Smith’s campaign contribution and expense report indicates a contribution and expenditure of $7,700 on March 2 from the Committee to Elect Brian Bosma.
Smith explained the money was to conduct polling to see where Smith was in the primary race against Lauer and was paid for by Bosma.
Bosma, Indiana’s speaker of the House, is a Republican representing northeast Marion County and southern Hamilton County.
Lauer, a Cummins engineer and current president of the Bartholomew County Council, reported spending $8,562 on his campaign for newspaper ads, Facebook ads, food for a fundraiser and yard signs.
The three Republican candidates seeking the nomination for Bartholomew Superior Court 2 judge raised a combined $40,458 during 2013 through the end of the April campaign reporting period.

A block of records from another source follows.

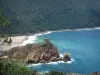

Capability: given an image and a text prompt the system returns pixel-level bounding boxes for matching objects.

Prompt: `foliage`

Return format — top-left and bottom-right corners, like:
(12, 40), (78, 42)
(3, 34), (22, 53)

(45, 70), (66, 75)
(0, 60), (36, 75)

The challengers, Columbus City Attorney Jeff Logston and Bartholomew County Deputy Prosecutor Greg Long, raised and spent more than incumbent Judge Kathleen Coriden, who previously ran as a Democrat, the campaign finance forms revealed.
Full-time judges in trial courts throughout the state are paid $134,112 a year, according to Kathryn Dolan, spokeswoman for the Division of State Court Administration.
Long reported $16,811 in contributions from 2013 through this month and spent $13,050.52 on advertising, printing and supplies.
After raising $12,074, Logston reported $9,178 in expenditures, for advertising and billboards, yard signs and T-shirts.
Coriden has raised $11,573 and spent $7,218, on screen printing, sign painting and for an art director/designer.
In the race for Bartholomew County clerk, the two Republican candidates have raised a combined total of $19,729. Incumbent Clerk Tami Hines is leaving office after serving two consecutive terms, the maximum allowed.
Bartholomew County election supervisor Jay Phelps had $11,699 in contributions. Karen Aud, who has served as Hines’ chief deputy for six years, raised $8,030.
The county clerk is paid $50,384.88, according to the Bartholomew County auditor’s office.
From 2013 through this month, Phelps spent $7,088 in his campaign, mainly for yard signs, T-shirts, advertising, banners and mail expenses.
Expenditures for Aud were listed at $3,862, spent on printing and photography.